Let’s describe the top information first:

screen3.png

  • Delay event / latency ingestion: ([D+]HH:MM:SS): shows the current and latency, these are shown as duration (the Splunk function tostring duration) if the the value exceeds 60 seconds

  • Last time seen: shows the last event seen, from the _time perspective

  • Last ingest: shows the last indexed event, from the _indextime perspective

Then we have some high level single view statistics:

screen4.png

These statistics are calculated against either the TrackMe metrics, or direct Splunk queries against the data sources (see the next section):

  • PERC95 INGESTION LATENCY (sec or [D+]HH:MM:SS) Shows the percentile 95 calculation against the latency

  • AVG INGESTION LATENCY (sec or [D+]HH:MM:SS) Shows the average calculation against the latency

  • CURRENT EVENT DELAY (sec or [D+]HH:MM:SS) Shows the current delay for the entity

Finally, we have the over time charts:

screen5.png

Source data for the calculation in TrackMe overview entity screen:

The left dropdown selector allows to operate between two modes:

  • TrackMe metrics

  • Splunk queries

TrackMe metrics

When using TrackMe metrics, the overview relies on the metrics that Hybrid Trackers generate and index in the TrackMe metric index defined for this tenant.

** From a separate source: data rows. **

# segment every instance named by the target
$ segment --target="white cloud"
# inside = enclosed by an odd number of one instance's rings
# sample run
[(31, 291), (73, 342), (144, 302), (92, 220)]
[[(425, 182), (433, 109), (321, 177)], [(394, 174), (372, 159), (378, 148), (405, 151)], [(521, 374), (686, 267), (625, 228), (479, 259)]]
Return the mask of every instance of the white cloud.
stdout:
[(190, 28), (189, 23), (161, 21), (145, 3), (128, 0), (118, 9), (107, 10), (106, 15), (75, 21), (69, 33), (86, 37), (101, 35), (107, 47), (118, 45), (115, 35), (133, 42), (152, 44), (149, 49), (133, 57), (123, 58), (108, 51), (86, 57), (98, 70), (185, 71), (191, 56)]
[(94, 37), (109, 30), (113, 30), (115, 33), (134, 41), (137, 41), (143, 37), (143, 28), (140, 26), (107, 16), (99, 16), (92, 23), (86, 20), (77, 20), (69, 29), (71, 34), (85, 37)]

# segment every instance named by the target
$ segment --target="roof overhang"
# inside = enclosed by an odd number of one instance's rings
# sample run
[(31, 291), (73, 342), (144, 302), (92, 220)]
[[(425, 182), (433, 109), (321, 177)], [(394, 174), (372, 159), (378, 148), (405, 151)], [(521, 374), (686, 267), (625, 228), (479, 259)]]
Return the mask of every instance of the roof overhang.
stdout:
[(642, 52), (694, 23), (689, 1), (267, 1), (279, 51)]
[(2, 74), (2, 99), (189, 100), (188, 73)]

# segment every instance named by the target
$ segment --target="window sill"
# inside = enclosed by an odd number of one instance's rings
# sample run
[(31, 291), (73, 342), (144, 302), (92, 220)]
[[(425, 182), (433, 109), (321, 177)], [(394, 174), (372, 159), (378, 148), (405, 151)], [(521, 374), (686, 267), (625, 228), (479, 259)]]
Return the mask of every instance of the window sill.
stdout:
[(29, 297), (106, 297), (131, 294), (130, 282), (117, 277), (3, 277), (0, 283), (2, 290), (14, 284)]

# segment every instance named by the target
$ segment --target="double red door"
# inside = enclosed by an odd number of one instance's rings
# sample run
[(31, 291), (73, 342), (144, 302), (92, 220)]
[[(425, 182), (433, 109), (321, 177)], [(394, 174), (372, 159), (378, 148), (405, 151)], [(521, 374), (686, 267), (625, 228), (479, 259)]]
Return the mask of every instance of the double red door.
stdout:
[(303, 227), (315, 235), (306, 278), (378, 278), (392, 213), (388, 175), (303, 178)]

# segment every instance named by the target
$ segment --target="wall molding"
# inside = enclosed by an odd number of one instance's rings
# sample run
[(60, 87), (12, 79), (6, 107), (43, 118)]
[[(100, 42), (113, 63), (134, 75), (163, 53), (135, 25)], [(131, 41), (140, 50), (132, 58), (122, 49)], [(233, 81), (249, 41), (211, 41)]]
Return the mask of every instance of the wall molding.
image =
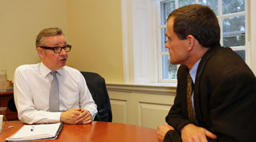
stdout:
[(138, 85), (138, 84), (112, 84), (107, 83), (108, 91), (139, 93), (159, 95), (176, 95), (176, 85)]

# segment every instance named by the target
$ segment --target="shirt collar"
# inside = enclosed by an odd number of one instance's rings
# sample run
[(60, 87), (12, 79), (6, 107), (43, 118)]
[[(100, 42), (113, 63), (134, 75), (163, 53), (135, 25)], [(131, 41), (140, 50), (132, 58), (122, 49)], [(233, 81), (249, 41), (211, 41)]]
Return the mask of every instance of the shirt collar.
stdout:
[(197, 70), (200, 61), (201, 61), (201, 59), (199, 59), (196, 62), (196, 64), (193, 65), (191, 70), (189, 70), (189, 74), (190, 74), (190, 77), (191, 77), (193, 83), (195, 83), (195, 81), (196, 81), (195, 80), (196, 80)]
[[(43, 62), (40, 63), (40, 71), (43, 77), (47, 77), (52, 70), (47, 68)], [(63, 74), (63, 68), (60, 68), (59, 69), (56, 70), (58, 74), (60, 76)]]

You can access the metric index from the Virtual Tenant user interface (indexes shortcuts), otherwise use the following search:

| mpreview `trackme_metrics_idx(mytenant)` filter="tenant_id="mytenant""

where “mytenant” is to be replaced with the name of the Virtual Tenant.

Metrics are prefixed with “trackme_trackme.splk.feeds.”, you can as well use the mcatalog command:

| mcatalog values(metric_name) as metrics where index=trackme_metrics metric_name=trackme.splk.feeds.*
screen6.png

Splunk Queries

When using Splunk Queries, the overview performs directy queries against Splunk data, consider that:

  • These queries process Splunk data directly (most of the time these will be tstats based queries)

  • Processing require more time than using TrackMe metrics (which are very performing mstats based searches), the user experience is much slower

  • Long time range searches on very large environment will likely not be doable in reasonable amoout of time, unlike TrackMe metrics

  • This requires access to the indexes, unlike TrackMe Metrics

screen7.png

For the most optimized experience and fastest results, use TrackMe metrics.

Performance metrics tab

The “Performance metrics” tab provides a deeper access to all TrackMe metrics:

screen8.png

Conclusion on latency and delay

TrackMe stands out for its consistent and scalable approach to addressing a critical challenge faced by Splunk customers.

Monitoring latency and data flow interruptions is crucial for maintaining the quality and reliability of the insights gained from Splunk.

Latency and data flow interruptions can have severe consequences, leading to inconsistent results and jeopardizing the business and security detections that rely on the Splunk platform. Being proactive in detecting and addressing latency and delay issues is essential for successfully managing and operating large-scale Splunk environments.

By utilizing TrackMe, organizations can effectively monitor and manage latency and delay, ensuring that the data driving their decisions and actions remains accurate and up-to-date, ultimately improving their overall Splunk experience.